Organised over three floors and characterised by a plan consisting of two rooms separated by a spine wall, the existing building is unremarkable in its spatial arrangement. The rooms of the house, like many buildings of its age, are nonetheless spacious and well-proportioned. The project does not attempt to radically restructure the nature of the house’s interior, but instead alter the way the building is occupied and experienced through a process of considered intervention.

The most significant of these interventions concerns the introduction of two new rooms. These modest additions - consciously restrained in scale and appearance - seek to enhance the quality and functionality of the house’s internal spaces and redefine the relationship of the building to its neighbouring external environments.  

A compact utility room is formed within an existing lightwell, sheltered beneath the bridge-like structure of the house’s stepped entrance, while onto the original building’s west-facing elevation is added a living room - a halfway space between the garden and house. The depth and height of this addition is sized carefully to avoid disruption to the prevailing scale of rooms in the existing building. A large skylight separates the lime-rendered wall of the Georgian house from the exposed timber roof structure of the new room, introducing much-needed natural light to the kitchen, and intensifying the expression of the retained rear elevation, the doorstep and sill of which are reinstated in the form of a kitchen worktop and threshold made of green slate.

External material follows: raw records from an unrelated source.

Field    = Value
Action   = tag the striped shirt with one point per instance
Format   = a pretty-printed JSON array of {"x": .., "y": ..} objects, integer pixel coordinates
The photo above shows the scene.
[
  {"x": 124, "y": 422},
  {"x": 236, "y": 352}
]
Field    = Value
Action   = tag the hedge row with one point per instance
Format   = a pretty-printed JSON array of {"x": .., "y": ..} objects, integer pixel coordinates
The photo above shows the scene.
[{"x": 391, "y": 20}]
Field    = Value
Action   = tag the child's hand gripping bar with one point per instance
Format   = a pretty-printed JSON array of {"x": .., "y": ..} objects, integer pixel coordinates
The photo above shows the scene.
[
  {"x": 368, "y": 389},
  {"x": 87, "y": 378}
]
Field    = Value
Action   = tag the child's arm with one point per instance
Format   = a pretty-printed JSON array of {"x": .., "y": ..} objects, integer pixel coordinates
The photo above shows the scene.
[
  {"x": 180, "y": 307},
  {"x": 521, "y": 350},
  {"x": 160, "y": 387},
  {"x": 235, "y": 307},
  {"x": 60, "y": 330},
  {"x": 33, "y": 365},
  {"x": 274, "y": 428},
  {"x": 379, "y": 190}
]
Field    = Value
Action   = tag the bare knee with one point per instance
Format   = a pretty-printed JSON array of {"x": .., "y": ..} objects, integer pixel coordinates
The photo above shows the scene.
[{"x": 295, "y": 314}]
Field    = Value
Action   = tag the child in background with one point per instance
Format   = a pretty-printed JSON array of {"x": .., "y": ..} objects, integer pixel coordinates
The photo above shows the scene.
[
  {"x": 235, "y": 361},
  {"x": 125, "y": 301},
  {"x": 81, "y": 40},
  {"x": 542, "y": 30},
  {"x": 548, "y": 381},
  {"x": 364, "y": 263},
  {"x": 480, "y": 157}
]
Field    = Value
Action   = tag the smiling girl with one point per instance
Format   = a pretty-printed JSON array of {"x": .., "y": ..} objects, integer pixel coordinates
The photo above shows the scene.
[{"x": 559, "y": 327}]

The garden room’s external appearance is characterised by a skin of white-painted brick punctuated by two openings of equal size. Flush-jointed lime mortar is applied to the door reveals in loose imitation of the house’s smooth-cheeked windows, while the mortar joints of the outer brick walls are set back to emphasise the building’s ‘brickness’. Painted precast lintels and mill-finish aluminium copings mark the termination of the openings and walls in a straightforward manner, celebrating the economy and simplicity of the building’s construction.

Lying beyond the glazed doors of the garden room, a carpet of quarry tiles forms an outdoor terrace, flanked by herbaceous shrubs. The dark blue surface, equal in scale to the adjacent garden room, creates the impression of the building’s shadow cast indelibly on the ground.

A serpentine gravel path stretches from the paved terrace to the back boundary fence, growing and shrinking in width to establish a sequence of distinct spaces. A rich variety of plants and flowers populate the fringes of the path, diminishing the perception of narrowness and forming a generous habitat for the reestablishment of insect and birdlife.

At the end of the garden, beneath the cover of a mature cherry tree, lies a children’s play area - a sheltered, den-like space, disconnected from the world of the house.